Remember, what goes up must come down, and gluten particles will settle on all surfaces indiscriminately.   Avoid open storage.  Anything that is left on a countertop or open shelf will inevitably accumulate trace amounts of gluten.  Stick to recessed lighting.  Anything that hangs down from the ceiling and isn’t cleaned regularly will accumulate gluten particles that can be sent flying again the next time the air is disturbed.

Designing a gluten free environment is challenging, but advances in technology continue to make gluten free kitchen design easier.  As motion-sensing faucets and touch-latch cabinet doors become more readily available, trace contamination on hardware is easier to avoid.  Advances in countertop surfacing continue to provide new and exciting options in non-porous materials.  Corian, epoxy resin, engineered stone, recycled glass, and enameled surfaces are just a few of the options available.  Advances in ventilation systems and cleaning products are also playing a role in minimizing gluten contamination.

A good kitchen design is all about thinking through the details.  That is doubly true for a kitchen that has to accommodate gluten free and non-gluten free users.  Before specifying anything, consider whether it can be thoroughly cleaned and whether airborne particles are a concern.  Pay particular attention to anything that will be touching either food or people.  If you’re not sure if a material is porous or not, ask someone.  Most importantly of all, remember to keep open communication with your clients.  They live with this every day, and may have very clear ideas about how they would like it handled in their space.

Works Cited

Delude, Cathryn. “Celiac Disease Timeline: A Glutinous History.” – Proto Magazine.
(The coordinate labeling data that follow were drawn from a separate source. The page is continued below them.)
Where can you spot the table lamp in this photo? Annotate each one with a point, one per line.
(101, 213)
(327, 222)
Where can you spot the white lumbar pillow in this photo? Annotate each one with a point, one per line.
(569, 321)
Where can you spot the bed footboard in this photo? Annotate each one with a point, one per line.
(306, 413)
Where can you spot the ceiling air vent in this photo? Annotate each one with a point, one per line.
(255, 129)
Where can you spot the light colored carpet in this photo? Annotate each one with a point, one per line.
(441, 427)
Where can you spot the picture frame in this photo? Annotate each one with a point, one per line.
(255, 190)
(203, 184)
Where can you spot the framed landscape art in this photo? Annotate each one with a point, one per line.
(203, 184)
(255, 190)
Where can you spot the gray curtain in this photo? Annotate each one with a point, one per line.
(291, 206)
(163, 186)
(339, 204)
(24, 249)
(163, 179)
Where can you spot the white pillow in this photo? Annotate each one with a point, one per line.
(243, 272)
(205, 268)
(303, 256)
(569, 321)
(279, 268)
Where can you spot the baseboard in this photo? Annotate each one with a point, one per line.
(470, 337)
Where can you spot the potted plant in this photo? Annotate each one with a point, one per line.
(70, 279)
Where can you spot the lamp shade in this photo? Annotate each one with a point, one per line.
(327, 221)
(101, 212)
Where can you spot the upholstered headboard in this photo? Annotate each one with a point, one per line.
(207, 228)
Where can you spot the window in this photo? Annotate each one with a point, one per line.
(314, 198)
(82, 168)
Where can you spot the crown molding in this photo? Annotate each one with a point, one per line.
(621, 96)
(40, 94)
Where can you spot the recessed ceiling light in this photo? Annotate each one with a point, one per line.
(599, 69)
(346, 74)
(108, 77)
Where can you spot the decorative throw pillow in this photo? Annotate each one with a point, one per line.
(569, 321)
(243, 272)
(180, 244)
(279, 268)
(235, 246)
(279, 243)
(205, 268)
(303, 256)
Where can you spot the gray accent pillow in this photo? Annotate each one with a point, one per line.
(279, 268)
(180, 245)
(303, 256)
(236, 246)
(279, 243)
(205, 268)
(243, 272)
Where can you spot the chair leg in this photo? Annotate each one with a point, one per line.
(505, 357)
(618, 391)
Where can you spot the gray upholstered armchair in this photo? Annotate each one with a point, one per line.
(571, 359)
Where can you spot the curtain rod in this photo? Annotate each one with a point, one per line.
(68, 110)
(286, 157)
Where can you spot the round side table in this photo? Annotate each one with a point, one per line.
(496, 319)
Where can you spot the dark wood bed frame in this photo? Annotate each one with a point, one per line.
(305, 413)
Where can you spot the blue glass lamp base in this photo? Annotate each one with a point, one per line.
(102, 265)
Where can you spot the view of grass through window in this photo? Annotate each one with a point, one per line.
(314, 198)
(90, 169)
N.p., 2010. Web. 03 May 2013.

Donnelly, Jacqui. Personal interview. 28 Apr. 2013.

“History of Celiac Disease | Celiac Sprue Association.” History of Celiac Disease | Celiac Sprue Association. N.p., n.d. Web. 03 May 2013.

McFadden Layton, Jean and Linda Larsen. Gluten-Free Baking for Dummies. For Dummies. New York, 2011.

“National Celiac Awareness Month and History of Celiac Disease.” – Celiac.com. N.p., 29 Apr. 2010. Web. 03 May 2013.

Schurr, Suzy. How to Make (and Keep) your Kitchen Gluten-Free. National Foundation for  Celiac Awareness. http://www.celiaccentral.org/glutenfree-food/keeping-a-safe-gluten-free-kitchen/  N.p. 28 April 2013. Web. 28 April 2013.


[1] “National Celiac Awareness Month and History of Celiac Disease.” – Celiac.com. N.p., 29 Apr. 2010. Web. 03 May 2013.

[2] Schurr, Suzy. How to Make (and Keep) your Kitchen Gluten-Free.